Goodman argues the chemical industry already has federal oversight and the issue is about protecting consumers during a fire.

“Yet, many Californians are unaware of this reduction in fire safety regulations. It is important to remember that there are already agencies that are responsible for evaluating chemical safety,” Goodman said. “In fact, flame retardants, like all chemicals, are subject to review by the [Environmental Protection Agency] and other governmental agencies in the U.S. and around the world.”

However, flame retardant chemicals become extremely toxic when burned and have devastating effects on those who are exposed, said Lou Paulson, president of the California Professional Firefighters.

“We’re supporting this for firefighter safety. Also to let the public understand clearly what they’re purchasing, what they’re sitting on,” Paulson said.

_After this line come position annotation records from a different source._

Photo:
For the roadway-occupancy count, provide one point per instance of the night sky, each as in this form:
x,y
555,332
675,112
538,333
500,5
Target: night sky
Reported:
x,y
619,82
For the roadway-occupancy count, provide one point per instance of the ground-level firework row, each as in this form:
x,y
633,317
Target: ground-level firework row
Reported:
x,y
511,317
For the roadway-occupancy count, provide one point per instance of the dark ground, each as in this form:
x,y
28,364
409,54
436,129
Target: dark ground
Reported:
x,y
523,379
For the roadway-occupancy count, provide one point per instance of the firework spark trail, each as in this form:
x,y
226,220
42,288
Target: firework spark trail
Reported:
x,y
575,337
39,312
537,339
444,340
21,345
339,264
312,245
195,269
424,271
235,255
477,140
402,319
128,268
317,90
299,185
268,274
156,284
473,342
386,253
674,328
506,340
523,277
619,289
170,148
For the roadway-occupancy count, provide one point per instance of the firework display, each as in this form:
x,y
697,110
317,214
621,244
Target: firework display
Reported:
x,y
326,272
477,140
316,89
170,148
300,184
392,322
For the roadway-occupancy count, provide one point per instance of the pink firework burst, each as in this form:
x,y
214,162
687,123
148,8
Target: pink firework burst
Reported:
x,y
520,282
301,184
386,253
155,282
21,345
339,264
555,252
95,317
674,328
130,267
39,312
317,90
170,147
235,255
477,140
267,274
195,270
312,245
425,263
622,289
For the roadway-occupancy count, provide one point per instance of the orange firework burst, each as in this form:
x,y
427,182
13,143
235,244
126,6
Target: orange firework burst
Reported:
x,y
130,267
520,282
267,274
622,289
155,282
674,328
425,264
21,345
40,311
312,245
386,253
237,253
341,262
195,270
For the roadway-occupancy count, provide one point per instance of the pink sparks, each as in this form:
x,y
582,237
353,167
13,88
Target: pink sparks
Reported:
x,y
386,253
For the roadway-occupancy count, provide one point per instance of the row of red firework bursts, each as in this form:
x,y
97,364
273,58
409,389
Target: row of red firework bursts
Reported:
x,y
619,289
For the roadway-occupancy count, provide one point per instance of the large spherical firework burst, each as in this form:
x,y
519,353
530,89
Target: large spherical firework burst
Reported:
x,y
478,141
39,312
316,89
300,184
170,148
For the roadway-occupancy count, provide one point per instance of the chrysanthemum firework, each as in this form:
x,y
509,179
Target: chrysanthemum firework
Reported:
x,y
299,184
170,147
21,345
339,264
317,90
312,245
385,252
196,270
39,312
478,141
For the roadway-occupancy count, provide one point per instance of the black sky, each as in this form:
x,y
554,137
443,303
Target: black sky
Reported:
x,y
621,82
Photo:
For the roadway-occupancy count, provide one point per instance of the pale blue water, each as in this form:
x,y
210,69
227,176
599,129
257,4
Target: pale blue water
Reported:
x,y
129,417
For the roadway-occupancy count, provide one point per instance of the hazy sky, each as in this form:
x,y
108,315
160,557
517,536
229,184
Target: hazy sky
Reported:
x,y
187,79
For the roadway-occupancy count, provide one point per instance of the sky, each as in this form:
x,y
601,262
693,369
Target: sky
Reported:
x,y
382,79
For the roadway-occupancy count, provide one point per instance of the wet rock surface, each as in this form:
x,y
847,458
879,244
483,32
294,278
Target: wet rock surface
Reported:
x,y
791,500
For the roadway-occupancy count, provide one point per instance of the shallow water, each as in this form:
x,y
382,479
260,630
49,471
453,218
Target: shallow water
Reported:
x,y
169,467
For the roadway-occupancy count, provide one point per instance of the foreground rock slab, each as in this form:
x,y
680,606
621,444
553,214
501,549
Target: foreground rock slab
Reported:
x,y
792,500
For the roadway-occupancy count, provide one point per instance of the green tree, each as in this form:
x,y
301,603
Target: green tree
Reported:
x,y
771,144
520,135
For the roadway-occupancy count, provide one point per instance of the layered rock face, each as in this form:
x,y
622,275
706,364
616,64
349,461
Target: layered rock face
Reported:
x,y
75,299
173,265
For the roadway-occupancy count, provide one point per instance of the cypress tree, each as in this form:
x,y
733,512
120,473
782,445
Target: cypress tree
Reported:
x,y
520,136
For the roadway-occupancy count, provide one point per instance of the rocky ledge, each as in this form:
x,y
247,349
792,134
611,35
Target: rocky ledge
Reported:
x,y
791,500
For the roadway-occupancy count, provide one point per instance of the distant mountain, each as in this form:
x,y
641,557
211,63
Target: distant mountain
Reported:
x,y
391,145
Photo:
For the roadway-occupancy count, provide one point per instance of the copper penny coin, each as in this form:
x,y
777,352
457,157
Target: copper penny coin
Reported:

Leno said SB 1019 is simply about providing consumers with facts and the ability to make informed decisions. With this bill, Leno said he hopes the market demand will phase out the use of flame retardant chemicals in upholstered furniture.

“The more consumers know about these chemicals, which certainly have great risks to their health and for their families, that if they have an option and that option is no more expensive, than I believe people are going to err on the side of caution and purchase a product that is … equally safe to another product,” Leno said. “Over time, the market will drive us to a day not far from now when manufacturers will, and retailers will, find it not in their economic interest to manufacture or sell products with these dangerous chemicals.”